Nos sentimos siempre muy bien acogidos. Éramos una pareja poco habitual que entraba en unos pueblos de nombres impronunciables con la mochila a la espalda, despertando la curiosidad generosa de sus habitantes. Más de uno nos llamó al pasar por delante de su casa para ofrecernos un puñado de cerezas recién cogidas. Nunca nos sentimos extranjeros del todo. Recuerdo a la recepcionista embarazada de Banya, que había estado tres meses trabajando en Murcia; a aquel campesino de Kran que, cuando nos acercamos a su campo de cerezas para preguntarle cómo ir a Caleto, reconoció nuestro acento ispanski y nos respondió con una inmensa sonrisa: "Uno, dos, tres, cinco, Murcia Lorca, buenos días señor, hasta mañana, mi rancho. ¡Yo Murcia, Lorca, Águilas!"; a la mujer de mediana edad que encontramos en la entrada de Kazanlak que había vivido tres años en Sant Celoni y sabía algunas palabras en catalán; a Dilyama, la camarera que había estudiado en Valladolid y que trabajaba 12 horas diarias cinco días a la semana por 400 leva (200 euros) mensuales; a la entrañable anciana que encontramos en una parada de autobús y que nos dijo emocionada que tenía una hija trabajando en Pamplona a la que no veía desde hacía 14 años; a Kazimir, el conductor del minibús de Nueva Zagora, que hablaba el español con acento sudamericano que aprendió trabajando en Barcelona...
He pensado mucho en este viaje estos últimos días mientras los medios, empeñados en formar nuestra conciencia moral, nos ofrecían imágenes espeluznantes de los exiliados sirios. Tengo más preguntas que respuestas sobre este delicado asunto, y me temo que la mera formulación de las mismas resulta políticamente incorrecta, pero necesito decirlas para poder pensarlas.
¿La crisis de los emigrantes no nos plantea a los europeos un deber moral al que es imposible dar respuesta? ¿Nuestros principios morales proclamados no están muy por encima de lo que le podemos pedir honestamente a la política? ¿Podemos medir nuestra moralidad por la intensidad de nuestra vergüenza? ¿Se ha convertido la vergüenza en un reclamo para vender diarios?
Hay quien, muy enfadado, asegura en las redes sociales que siente vergüenza de ser europeo. Pero ¿tiene algún mérito rebelarse moralmente contra esta Europa nuestra tan éticamente vulnerable que incluso podría naufragar en su propio sentimentalismo?
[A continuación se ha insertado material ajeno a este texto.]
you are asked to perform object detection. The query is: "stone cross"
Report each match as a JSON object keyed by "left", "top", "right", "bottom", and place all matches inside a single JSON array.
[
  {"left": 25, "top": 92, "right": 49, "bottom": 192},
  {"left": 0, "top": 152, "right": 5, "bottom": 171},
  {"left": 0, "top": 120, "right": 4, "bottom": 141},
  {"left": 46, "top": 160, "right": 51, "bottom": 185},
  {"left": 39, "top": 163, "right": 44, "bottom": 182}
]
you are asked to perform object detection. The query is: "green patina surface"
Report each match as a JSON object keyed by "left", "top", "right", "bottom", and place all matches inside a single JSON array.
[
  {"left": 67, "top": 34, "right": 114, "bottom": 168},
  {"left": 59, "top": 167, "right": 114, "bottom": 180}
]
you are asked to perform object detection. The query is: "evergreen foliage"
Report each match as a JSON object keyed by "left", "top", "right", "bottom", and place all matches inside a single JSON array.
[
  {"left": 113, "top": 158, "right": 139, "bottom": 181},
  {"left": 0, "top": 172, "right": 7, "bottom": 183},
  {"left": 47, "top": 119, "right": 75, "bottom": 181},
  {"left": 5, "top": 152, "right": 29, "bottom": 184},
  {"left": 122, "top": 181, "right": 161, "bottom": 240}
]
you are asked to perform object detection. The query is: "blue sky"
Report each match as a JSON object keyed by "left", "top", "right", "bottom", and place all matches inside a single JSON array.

Europa ha perdido sus imperios, pero parece que quisiera implantar una especie de imperialismo ético curioso: nos creemos los mejores porque sabemos que no nos encontramos a la altura de lo que quisiéramos ser. Así que, cuando el presidente turco, Erdogan, que no creo que esté especialmente capacitado para darnos lecciones morales, acusa a Europa de haber hecho del Mediterráneo "un cementerio de emigrantes", nos apresuramos a hacerle el coro gritando "Europa, shame on you".
La indignación moral puede ser una forma de pornografía emocional porque es el triunfo de las vísceras sobre la inteligencia, del vómito sobre el apetito... pero parece que vende diarios.